Posted October 6, 2013
Sit or lie in a quiet place on your own (if possible). Close your eyes, take five deep breaths. Take them in through your nose and then hold your breath for 4 seconds. Let the first four out with a sigh. The fifth breath you can let out slowly and very controlled and as you do so, say in your mind, ‘Relax!’ (This should take a couple of minutes) and as you breathe out, feel the tension floating away with the breath.
Now you are relaxed, put on a smile (even if you don’t feel like it) and repeat to yourself quietly in your mind (until 4 minutes are up): ‘I have done something well. I am a good person. I love myself.’ Try to feel the sentiment as you think it. – For the last minute just relax: and before you get started again, take one last deep breath and sigh: ‘This is a good reward. I have deserved it.’ Feel free to vary it to suit yourself. – I hope you have benefited from this short course on self-confidence. If you have benefited, perhaps you know others who could benefit from it as well. E-mail them right now with a link to the first post in the series.
I found this via Google. All week I’ve been lying on my back, breathing through my nose and saying: ‘Relax, I have done something well. This is a good reward. I am a good person: I love myself.’ And in between times I’ve been furiously e-mailing the link to everyone I know. You didn’t get an e-mail from me? No? Well, that must be because I didn’t get round to you until I looked up today’s Gospel passage (Luke 17: 5ff.) and found Jesus saying: ‘So you also, when you have done all that is commanded you, say, “We are unworthy servants; we have only done what was our duty.”‘ That’s when I stopped e-mailing.

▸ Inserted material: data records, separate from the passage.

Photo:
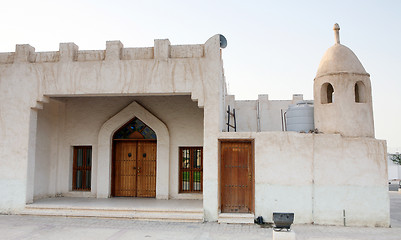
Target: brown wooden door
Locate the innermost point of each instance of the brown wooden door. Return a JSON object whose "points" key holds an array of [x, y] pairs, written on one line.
{"points": [[146, 171], [236, 177], [134, 169], [125, 169]]}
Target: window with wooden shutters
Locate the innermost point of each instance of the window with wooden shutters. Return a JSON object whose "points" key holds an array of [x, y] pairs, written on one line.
{"points": [[191, 169], [82, 167]]}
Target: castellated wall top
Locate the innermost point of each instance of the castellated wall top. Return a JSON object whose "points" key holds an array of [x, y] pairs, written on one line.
{"points": [[162, 49]]}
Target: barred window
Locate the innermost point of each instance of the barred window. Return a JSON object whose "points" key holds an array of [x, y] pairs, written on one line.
{"points": [[191, 169]]}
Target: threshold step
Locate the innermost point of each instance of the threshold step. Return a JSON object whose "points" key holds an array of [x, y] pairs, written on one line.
{"points": [[244, 218], [166, 215]]}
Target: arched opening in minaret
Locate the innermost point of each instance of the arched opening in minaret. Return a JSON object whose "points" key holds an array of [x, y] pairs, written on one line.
{"points": [[327, 93], [360, 92]]}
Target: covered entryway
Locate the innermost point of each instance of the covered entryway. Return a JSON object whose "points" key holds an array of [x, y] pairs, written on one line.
{"points": [[237, 184], [134, 161]]}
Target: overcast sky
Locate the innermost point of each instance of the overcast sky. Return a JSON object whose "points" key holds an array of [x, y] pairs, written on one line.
{"points": [[274, 47]]}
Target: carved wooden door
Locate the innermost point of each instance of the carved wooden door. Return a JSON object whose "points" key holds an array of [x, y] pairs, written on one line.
{"points": [[134, 169], [236, 177], [146, 170], [125, 169]]}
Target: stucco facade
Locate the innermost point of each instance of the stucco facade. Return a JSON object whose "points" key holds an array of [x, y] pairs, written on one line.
{"points": [[51, 102]]}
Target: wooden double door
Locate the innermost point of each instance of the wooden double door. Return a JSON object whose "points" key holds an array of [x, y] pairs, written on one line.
{"points": [[237, 178], [134, 168]]}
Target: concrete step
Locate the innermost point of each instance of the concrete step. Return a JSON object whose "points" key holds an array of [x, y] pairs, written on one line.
{"points": [[142, 214], [247, 218]]}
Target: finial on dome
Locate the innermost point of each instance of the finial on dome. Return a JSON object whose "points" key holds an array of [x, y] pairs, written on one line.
{"points": [[336, 29]]}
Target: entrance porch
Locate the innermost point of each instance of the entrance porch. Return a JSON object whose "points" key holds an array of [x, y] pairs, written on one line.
{"points": [[148, 209]]}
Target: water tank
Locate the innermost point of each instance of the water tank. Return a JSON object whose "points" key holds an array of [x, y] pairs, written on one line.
{"points": [[299, 117]]}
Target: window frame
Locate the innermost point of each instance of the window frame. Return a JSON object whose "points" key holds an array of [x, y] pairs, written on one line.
{"points": [[327, 93], [84, 168], [191, 170]]}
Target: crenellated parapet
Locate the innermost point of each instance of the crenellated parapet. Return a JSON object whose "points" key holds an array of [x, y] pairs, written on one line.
{"points": [[115, 50]]}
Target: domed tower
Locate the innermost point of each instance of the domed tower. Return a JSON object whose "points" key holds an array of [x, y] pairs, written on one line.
{"points": [[342, 93]]}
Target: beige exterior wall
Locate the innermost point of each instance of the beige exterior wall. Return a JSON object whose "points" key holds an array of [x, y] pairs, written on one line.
{"points": [[28, 79], [317, 176], [52, 101], [83, 118]]}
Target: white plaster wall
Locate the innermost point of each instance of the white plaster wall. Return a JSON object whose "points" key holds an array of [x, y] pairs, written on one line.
{"points": [[351, 175], [196, 71], [317, 176], [84, 117], [47, 138]]}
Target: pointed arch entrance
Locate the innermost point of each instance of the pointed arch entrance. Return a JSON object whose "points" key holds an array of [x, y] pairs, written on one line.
{"points": [[134, 160], [105, 147]]}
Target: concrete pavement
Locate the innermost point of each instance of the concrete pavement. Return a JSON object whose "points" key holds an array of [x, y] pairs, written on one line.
{"points": [[37, 227]]}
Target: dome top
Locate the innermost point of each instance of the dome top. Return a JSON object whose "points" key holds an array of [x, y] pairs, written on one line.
{"points": [[339, 59]]}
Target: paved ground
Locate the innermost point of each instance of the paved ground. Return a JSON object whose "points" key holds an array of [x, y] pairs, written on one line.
{"points": [[36, 227]]}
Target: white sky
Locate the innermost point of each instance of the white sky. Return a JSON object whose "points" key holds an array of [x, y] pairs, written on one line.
{"points": [[274, 47]]}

Jesus seems to be saying: ‘Lie on your back, breathe through your nose, wipe the smile off your face and repeat to yourself: “I am an unworthy servant. I don’t deserve a reward.”‘ And no doubt, also: ‘Try to feel the sentiment as you think it.’ ‘Feel free to vary it to suit yourself.’
Was Jesus encouraging a low self-esteem in his disciples? He might seem to be doing so. He would certainly want to discourage the narcissism that has come to pervade virtually every aspect of our culture. On the other hand, Jesus elsewhere leaves us in no doubt that we are to think of ourselves as uniquely precious and loveable, like the lost sheep that God is thrilled to find at last, or that wayward son whose return the father is looking out for every moment of the day. While it is true that the New Testament urges us to be aware of our sinfulness, its overwhelming message to us is that God has imparted to us the beauty and dignity of Jesus his beloved Son, so that he ‘sees and loves in us what he sees and loves in him’: or, as Pope St Gregory the Great put it: ‘O Christian, recognize your dignity, you who have become a partaker in the divine nature.’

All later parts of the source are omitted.